Пора будить Галю, жаль ее — спит калачиком, но пора. Или нет, надо сначала позвонить Свете. Даша звонит, понизив голос, обо всем договаривается — белый свитер будет передан на "Кропоткинской" — потом будит Галю и бежит на работу.
Зав встречает ее очередной какой-то мурой: чем-то он опять недоволен. Даша рассеянно слушает, монотонный голос Сергеича мешает вникнуть в куцый смысл его слов.
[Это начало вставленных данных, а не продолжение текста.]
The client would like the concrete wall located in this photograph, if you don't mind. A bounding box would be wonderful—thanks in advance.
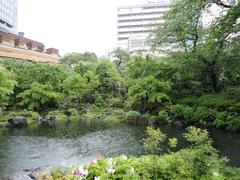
[0,44,60,64]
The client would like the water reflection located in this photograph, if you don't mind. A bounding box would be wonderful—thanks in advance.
[0,122,240,174]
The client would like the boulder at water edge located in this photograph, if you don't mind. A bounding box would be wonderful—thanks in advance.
[8,116,28,128]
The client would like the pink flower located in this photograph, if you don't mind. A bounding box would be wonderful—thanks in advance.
[74,166,88,176]
[107,168,116,174]
[90,156,100,164]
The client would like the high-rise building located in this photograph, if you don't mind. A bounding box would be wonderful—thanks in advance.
[0,0,18,33]
[117,0,170,53]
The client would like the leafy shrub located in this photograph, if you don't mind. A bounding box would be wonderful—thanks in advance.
[193,106,215,125]
[43,127,240,180]
[179,96,198,106]
[104,115,120,123]
[198,94,236,111]
[214,112,229,128]
[170,104,193,122]
[0,110,38,121]
[158,111,171,123]
[109,98,124,108]
[141,113,151,122]
[17,82,63,110]
[125,111,141,122]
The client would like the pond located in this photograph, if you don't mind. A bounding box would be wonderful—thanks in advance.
[0,122,240,175]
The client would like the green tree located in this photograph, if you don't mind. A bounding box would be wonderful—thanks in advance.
[17,82,63,111]
[152,0,240,92]
[110,48,130,74]
[63,71,99,104]
[126,76,171,113]
[96,60,122,95]
[0,67,16,107]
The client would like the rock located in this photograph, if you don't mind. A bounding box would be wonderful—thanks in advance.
[148,117,157,125]
[64,110,71,117]
[96,115,102,121]
[173,121,183,127]
[105,110,112,116]
[47,115,57,126]
[37,115,45,125]
[8,116,28,128]
[37,115,57,126]
[0,171,33,180]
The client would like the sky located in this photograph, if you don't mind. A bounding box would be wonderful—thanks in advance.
[18,0,147,56]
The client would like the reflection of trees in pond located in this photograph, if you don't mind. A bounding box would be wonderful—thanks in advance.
[0,128,9,175]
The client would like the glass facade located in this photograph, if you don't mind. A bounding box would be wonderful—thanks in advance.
[0,0,18,33]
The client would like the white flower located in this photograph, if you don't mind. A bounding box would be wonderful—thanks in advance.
[213,172,219,176]
[107,168,116,174]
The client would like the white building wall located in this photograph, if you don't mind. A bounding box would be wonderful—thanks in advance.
[0,0,18,33]
[117,0,170,52]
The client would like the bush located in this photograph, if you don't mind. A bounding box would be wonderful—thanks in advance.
[44,127,240,180]
[170,104,193,122]
[104,115,120,123]
[109,98,124,108]
[125,111,141,122]
[158,111,172,123]
[179,96,198,106]
[0,110,38,121]
[193,106,215,125]
[198,94,237,111]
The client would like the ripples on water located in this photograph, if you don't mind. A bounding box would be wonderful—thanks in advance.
[0,121,240,174]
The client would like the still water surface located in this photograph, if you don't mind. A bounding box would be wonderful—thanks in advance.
[0,122,240,175]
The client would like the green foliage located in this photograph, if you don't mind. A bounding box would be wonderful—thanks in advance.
[17,82,62,111]
[158,111,171,123]
[184,126,213,147]
[170,104,193,122]
[0,109,38,122]
[126,76,170,113]
[168,138,177,148]
[125,111,141,122]
[45,127,240,180]
[110,48,130,74]
[63,71,99,103]
[3,60,72,92]
[96,60,122,95]
[143,127,166,154]
[0,67,16,107]
[109,97,124,108]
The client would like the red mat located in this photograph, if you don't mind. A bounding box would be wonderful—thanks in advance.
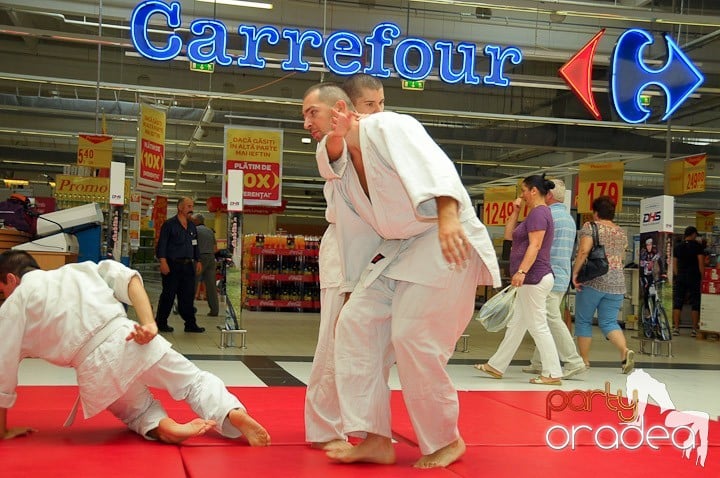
[0,387,720,478]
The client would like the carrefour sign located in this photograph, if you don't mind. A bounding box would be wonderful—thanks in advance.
[130,0,704,123]
[130,0,522,86]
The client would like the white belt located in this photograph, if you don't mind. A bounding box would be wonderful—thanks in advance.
[63,316,126,427]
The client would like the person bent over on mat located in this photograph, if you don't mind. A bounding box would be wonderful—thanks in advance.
[0,251,270,446]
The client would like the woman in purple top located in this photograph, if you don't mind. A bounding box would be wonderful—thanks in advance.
[475,174,562,385]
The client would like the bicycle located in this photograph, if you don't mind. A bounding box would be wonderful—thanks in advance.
[641,280,672,341]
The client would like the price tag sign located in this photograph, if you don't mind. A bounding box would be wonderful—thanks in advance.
[695,211,715,232]
[77,133,112,168]
[577,162,625,213]
[483,186,517,226]
[683,154,707,194]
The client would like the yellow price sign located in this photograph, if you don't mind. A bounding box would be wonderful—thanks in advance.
[77,134,112,168]
[577,162,625,213]
[483,186,517,226]
[683,154,707,194]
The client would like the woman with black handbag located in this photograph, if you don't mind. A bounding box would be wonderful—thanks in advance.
[572,196,635,374]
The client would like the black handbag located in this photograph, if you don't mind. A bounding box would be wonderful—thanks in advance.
[577,222,610,282]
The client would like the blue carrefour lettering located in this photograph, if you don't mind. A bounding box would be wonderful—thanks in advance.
[393,38,433,80]
[483,45,522,86]
[238,25,280,68]
[611,29,705,123]
[365,23,400,78]
[435,41,480,85]
[280,28,322,71]
[130,0,182,61]
[323,31,362,75]
[130,0,522,86]
[188,19,232,66]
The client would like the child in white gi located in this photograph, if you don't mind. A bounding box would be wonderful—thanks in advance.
[0,251,270,446]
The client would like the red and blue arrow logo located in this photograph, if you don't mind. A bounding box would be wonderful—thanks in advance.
[559,29,705,123]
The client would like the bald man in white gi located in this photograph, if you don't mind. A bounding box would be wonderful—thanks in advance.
[303,85,500,468]
[305,74,388,451]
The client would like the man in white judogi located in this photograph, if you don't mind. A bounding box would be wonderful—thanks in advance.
[305,74,394,451]
[0,251,270,446]
[303,85,500,468]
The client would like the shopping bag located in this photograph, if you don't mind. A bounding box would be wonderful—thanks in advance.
[577,222,610,282]
[475,285,517,332]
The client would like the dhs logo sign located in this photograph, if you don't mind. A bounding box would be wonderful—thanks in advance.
[643,211,662,224]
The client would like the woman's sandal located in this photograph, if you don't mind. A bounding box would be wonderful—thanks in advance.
[475,363,502,379]
[530,375,562,385]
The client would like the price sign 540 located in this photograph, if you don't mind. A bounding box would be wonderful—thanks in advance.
[483,201,515,226]
[587,181,620,204]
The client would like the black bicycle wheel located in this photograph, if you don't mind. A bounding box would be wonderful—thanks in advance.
[657,306,672,340]
[640,304,655,339]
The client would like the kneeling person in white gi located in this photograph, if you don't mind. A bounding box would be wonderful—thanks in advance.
[0,251,270,446]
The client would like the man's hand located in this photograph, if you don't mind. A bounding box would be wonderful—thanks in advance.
[435,196,472,266]
[328,108,358,138]
[125,322,158,345]
[3,427,37,440]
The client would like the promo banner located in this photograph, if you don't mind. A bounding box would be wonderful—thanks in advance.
[695,211,715,232]
[77,133,112,169]
[55,174,110,204]
[665,153,707,196]
[222,126,283,206]
[152,196,167,244]
[128,192,142,251]
[577,161,625,213]
[135,104,165,191]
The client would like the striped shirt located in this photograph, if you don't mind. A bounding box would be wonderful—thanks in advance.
[550,203,577,292]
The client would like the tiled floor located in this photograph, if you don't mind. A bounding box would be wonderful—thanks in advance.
[15,283,720,417]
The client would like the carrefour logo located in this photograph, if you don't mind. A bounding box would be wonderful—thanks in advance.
[559,29,705,123]
[130,0,522,86]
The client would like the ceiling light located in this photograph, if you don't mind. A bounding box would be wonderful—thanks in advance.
[198,0,272,10]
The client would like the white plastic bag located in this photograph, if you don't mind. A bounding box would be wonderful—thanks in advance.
[475,285,517,332]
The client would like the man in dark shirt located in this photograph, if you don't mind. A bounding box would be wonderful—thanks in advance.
[155,197,205,333]
[193,214,220,317]
[673,226,705,337]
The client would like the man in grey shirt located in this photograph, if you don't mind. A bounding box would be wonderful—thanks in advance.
[193,214,220,317]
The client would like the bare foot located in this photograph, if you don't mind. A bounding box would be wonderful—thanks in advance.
[310,438,352,451]
[415,438,465,468]
[148,418,215,443]
[327,433,395,465]
[228,408,270,446]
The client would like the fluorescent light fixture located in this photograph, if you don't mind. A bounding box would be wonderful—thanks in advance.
[198,0,272,10]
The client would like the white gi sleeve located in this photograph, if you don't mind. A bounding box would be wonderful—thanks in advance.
[0,291,32,408]
[98,259,142,305]
[315,136,349,180]
[363,113,470,219]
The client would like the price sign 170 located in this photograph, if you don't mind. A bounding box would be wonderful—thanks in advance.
[587,181,620,204]
[577,161,625,213]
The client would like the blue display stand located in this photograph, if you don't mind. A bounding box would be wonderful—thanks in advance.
[74,225,102,262]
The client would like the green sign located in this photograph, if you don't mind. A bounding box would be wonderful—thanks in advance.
[190,61,215,73]
[403,80,425,91]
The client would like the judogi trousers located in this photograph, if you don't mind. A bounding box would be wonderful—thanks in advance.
[108,350,245,438]
[335,255,481,455]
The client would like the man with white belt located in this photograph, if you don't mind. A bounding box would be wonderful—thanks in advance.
[303,84,500,468]
[0,251,270,446]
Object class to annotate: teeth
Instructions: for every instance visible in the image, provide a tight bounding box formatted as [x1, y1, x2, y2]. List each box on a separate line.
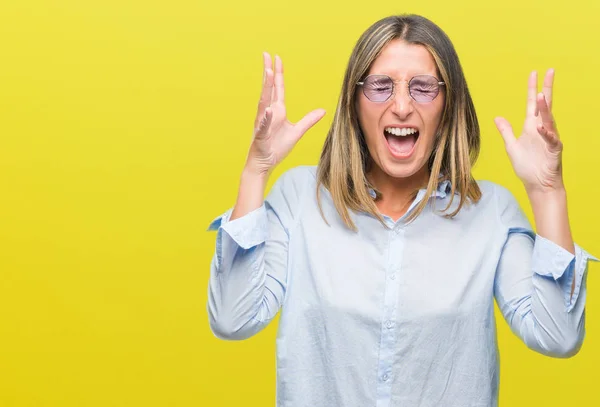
[385, 127, 417, 136]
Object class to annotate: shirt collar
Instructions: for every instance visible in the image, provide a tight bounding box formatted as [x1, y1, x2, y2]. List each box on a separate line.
[369, 179, 452, 199]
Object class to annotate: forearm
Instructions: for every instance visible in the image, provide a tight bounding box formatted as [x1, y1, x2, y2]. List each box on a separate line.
[527, 187, 575, 295]
[230, 167, 269, 220]
[527, 188, 575, 254]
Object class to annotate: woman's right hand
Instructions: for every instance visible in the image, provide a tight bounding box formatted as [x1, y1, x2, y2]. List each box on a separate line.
[246, 52, 325, 175]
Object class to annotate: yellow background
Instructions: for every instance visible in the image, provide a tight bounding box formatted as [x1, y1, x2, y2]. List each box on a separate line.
[0, 0, 600, 407]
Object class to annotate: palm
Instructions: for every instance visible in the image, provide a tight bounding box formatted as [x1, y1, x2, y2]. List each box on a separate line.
[496, 70, 562, 190]
[248, 53, 325, 172]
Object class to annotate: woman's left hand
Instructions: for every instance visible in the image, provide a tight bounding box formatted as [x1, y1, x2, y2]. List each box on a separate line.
[494, 69, 564, 193]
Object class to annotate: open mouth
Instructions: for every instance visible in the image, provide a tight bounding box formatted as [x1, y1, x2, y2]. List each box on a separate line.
[383, 127, 419, 158]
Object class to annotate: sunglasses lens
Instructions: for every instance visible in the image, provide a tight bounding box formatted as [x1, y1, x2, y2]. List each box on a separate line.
[363, 75, 394, 102]
[409, 75, 440, 103]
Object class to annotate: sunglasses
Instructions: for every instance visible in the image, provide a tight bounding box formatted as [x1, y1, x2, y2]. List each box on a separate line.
[356, 75, 446, 103]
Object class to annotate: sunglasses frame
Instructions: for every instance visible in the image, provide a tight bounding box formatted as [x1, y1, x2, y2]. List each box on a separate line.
[356, 74, 446, 103]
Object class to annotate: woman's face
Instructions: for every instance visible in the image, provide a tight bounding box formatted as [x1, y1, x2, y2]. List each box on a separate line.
[357, 40, 445, 182]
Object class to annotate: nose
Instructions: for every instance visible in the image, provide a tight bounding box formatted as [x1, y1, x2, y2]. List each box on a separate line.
[392, 82, 414, 119]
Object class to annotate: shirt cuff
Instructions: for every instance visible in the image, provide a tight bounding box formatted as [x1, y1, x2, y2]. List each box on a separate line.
[531, 235, 598, 312]
[208, 204, 268, 250]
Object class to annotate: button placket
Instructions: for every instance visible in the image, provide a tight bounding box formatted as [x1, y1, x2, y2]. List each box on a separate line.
[377, 225, 404, 406]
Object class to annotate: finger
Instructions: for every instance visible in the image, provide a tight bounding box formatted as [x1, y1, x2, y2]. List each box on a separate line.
[542, 69, 554, 110]
[527, 71, 537, 117]
[494, 117, 517, 150]
[537, 93, 558, 137]
[254, 107, 273, 138]
[537, 123, 562, 152]
[295, 109, 325, 140]
[273, 55, 285, 103]
[254, 52, 273, 129]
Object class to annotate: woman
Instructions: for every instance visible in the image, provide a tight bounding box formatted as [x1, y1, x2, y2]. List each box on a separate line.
[208, 15, 593, 407]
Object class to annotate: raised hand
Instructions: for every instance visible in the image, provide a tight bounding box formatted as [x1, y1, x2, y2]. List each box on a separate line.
[246, 52, 325, 173]
[495, 69, 564, 192]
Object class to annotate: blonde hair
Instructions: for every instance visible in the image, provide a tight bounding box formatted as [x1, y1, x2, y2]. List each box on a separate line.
[317, 15, 481, 231]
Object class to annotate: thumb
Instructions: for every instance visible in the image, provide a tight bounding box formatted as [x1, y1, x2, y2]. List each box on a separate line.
[494, 117, 517, 150]
[295, 109, 325, 140]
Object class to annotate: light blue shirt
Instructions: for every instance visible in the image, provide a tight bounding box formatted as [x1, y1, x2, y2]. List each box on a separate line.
[208, 167, 596, 407]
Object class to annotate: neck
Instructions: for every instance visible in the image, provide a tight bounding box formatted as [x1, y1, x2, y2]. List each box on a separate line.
[367, 165, 429, 219]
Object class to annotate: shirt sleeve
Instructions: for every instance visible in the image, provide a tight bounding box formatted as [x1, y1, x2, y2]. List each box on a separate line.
[207, 170, 305, 340]
[494, 186, 597, 357]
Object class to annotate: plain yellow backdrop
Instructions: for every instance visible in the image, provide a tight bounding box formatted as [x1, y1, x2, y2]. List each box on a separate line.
[0, 0, 600, 407]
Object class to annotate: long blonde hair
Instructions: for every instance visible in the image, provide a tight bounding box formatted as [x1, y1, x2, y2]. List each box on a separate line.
[317, 15, 481, 230]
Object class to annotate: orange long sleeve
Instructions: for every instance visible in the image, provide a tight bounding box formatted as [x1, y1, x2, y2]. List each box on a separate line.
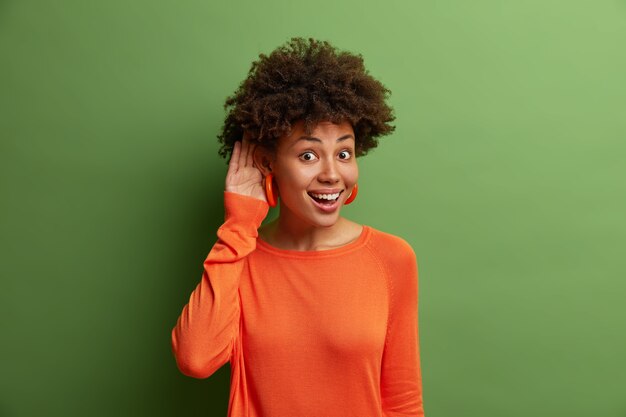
[172, 192, 424, 417]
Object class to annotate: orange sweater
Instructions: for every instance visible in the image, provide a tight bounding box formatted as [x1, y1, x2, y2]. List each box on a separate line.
[172, 192, 424, 417]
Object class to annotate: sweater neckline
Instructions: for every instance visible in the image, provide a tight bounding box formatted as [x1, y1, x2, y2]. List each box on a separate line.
[257, 224, 372, 258]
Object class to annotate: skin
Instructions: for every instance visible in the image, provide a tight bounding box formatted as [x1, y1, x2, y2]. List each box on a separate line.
[226, 121, 363, 251]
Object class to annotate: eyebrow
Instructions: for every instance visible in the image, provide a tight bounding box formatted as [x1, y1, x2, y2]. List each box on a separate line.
[294, 133, 354, 144]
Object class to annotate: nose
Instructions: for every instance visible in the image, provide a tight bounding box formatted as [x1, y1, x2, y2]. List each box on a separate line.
[317, 161, 339, 184]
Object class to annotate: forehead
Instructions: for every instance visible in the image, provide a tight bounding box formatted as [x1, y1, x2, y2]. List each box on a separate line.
[279, 120, 354, 145]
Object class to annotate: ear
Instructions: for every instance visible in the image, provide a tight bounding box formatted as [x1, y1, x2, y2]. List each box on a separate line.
[252, 145, 274, 176]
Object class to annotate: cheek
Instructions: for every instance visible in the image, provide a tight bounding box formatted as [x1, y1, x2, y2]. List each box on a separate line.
[343, 163, 359, 184]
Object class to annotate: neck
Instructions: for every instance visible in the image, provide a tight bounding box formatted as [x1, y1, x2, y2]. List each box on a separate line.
[267, 206, 347, 251]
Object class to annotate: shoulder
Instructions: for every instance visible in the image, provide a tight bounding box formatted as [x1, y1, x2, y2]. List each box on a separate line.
[369, 227, 417, 269]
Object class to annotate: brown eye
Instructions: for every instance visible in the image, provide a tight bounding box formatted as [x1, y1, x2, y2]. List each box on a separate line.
[300, 152, 316, 161]
[339, 151, 352, 159]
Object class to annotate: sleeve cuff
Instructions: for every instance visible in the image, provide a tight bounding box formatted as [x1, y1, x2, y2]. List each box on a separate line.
[224, 191, 269, 235]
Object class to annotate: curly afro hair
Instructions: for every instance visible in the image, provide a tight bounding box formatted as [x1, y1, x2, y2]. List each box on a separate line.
[217, 37, 395, 158]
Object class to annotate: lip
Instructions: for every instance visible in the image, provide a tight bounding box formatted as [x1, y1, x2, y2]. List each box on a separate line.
[307, 189, 343, 213]
[307, 188, 343, 194]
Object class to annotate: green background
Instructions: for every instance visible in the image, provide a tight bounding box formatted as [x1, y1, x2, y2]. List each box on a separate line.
[0, 0, 626, 417]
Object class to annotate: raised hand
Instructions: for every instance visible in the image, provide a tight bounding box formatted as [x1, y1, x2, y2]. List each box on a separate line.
[226, 132, 267, 201]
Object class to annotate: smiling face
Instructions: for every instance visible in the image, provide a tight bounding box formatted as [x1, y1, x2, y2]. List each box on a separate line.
[256, 121, 359, 227]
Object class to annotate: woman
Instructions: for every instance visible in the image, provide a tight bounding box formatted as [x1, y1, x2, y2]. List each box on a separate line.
[172, 38, 424, 417]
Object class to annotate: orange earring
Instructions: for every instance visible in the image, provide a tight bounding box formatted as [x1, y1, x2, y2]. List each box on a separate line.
[265, 174, 276, 207]
[343, 184, 359, 205]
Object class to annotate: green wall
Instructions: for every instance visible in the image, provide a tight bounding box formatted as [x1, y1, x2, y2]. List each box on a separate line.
[0, 0, 626, 417]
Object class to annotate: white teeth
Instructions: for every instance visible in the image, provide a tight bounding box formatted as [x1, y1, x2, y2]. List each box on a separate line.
[310, 193, 340, 200]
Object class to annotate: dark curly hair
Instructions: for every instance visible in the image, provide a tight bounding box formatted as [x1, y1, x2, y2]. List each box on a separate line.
[217, 37, 395, 158]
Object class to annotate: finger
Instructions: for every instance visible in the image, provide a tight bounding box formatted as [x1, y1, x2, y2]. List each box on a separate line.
[241, 132, 252, 166]
[246, 143, 256, 167]
[239, 139, 248, 168]
[228, 141, 241, 172]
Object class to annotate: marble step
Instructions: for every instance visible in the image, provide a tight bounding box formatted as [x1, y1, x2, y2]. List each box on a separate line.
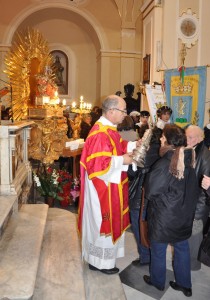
[83, 263, 126, 300]
[0, 195, 18, 238]
[33, 208, 87, 300]
[0, 204, 48, 300]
— Это не дело, Дарья Сергеевна…
Так, обычный запев, что там дальше?
— Персину в экспедицию пустить не могу, что, извините, за самоуправство?
— Сергей Сергеич, миленький! — Даша переполняется горячей к нему жалостью: вон он какой — некрасивый, всегда обиженный, дела не знает, и жить ему скучно. — Ей надо с нами, поймите!
В прошлый раз не решилась назвать причину, убеждала Сергеича, что поездка заставит Персину подтянуться. Теперь говорит о главном так просто, будто перед ней не Сергеич — слово "любовь" для него загадочно и темно, расшифровать его он не в силах, — а Света там или Женька.
— Она влюблена, Сергей Сергеич, понимаете?
Зав, онемев от неожиданности, смотрит на Дашу.
— Да, влюблена, а он едет как раз в экспедицию.
— Как это влюблена? В кого?
Изумленно раскрываются толстые губы, зав замирает с открытым ртом, подозрительно косится на Дашу. "Издевается, что ли? Известная ведь насмешница…" Но запал уже сбит, давний противник смотрит просительно, и этот противник — женщина, да еще, говорят, талантливая, да еще красивая, как-то раньше не замечал…
— Ну, подумаю. — Зав смущенно отводит взгляд. — Развели тут любимцев…
— Сергей Сергеич, спасибо! — сияет Даша. — Вот я всегда знала, что в душе вы добрый!
— Да ладно вам, Дарья Сергеевна, — неожиданно краснеет зав. — В два заседание кафедры.
— Буду, буду, — поет Даша и улыбается давнему недругу.
Что она с ним, в самом деле, сражается? Он, конечно, зануда, ну так его тем более жаль. Убогий, узенький образ жизни: кафедра, дом, он с женой — в гости, гости с женами — к нему с женой, иногда кино, каждый вечер как обязательная трудовая повинность телевизор — давно пора купить новый, цветной, — событие обсуждается, к нему готовятся, вся кафедра вынуждена зава выслушивать и давать советы. Такой же убогий и узенький образ мыслей: дорожает золото — надо купить кольцо, покрупнее и помассивнее, дорожают ковры — срочно достать еще один, жаль, некуда вешать, не класть же на пол! Но главное все-таки — телевизор, обещали достать самый лучший и даже без переплаты, потому что сын директора магазина как раз кончает школу и жаждет попасть в МГУ.
Ни о чем другом зав не может ни думать, ни говорить.
Так же на кафедре. Пора составлять расписание — Сергеич сидит и планирует — тяжко, неповоротливо, плохо, потом выбивает из АХО новый диван — бегает, интригует, волнуется, потом призывает к порядку Владимира Васильевича, известного факультетского эрудита: что это у него за диспуты со студентами?.. И так далее, и тому подобное.
Притащил недавно глянцевитый толстый журнал: "Дарья Сергеевна, хотите взглянуть? Из Парижа! Юбки-то носят опять выше колена!"
— Да ну их, ваши юбки, — отмахнулась Даша — занята была чем-то, и зав обиделся.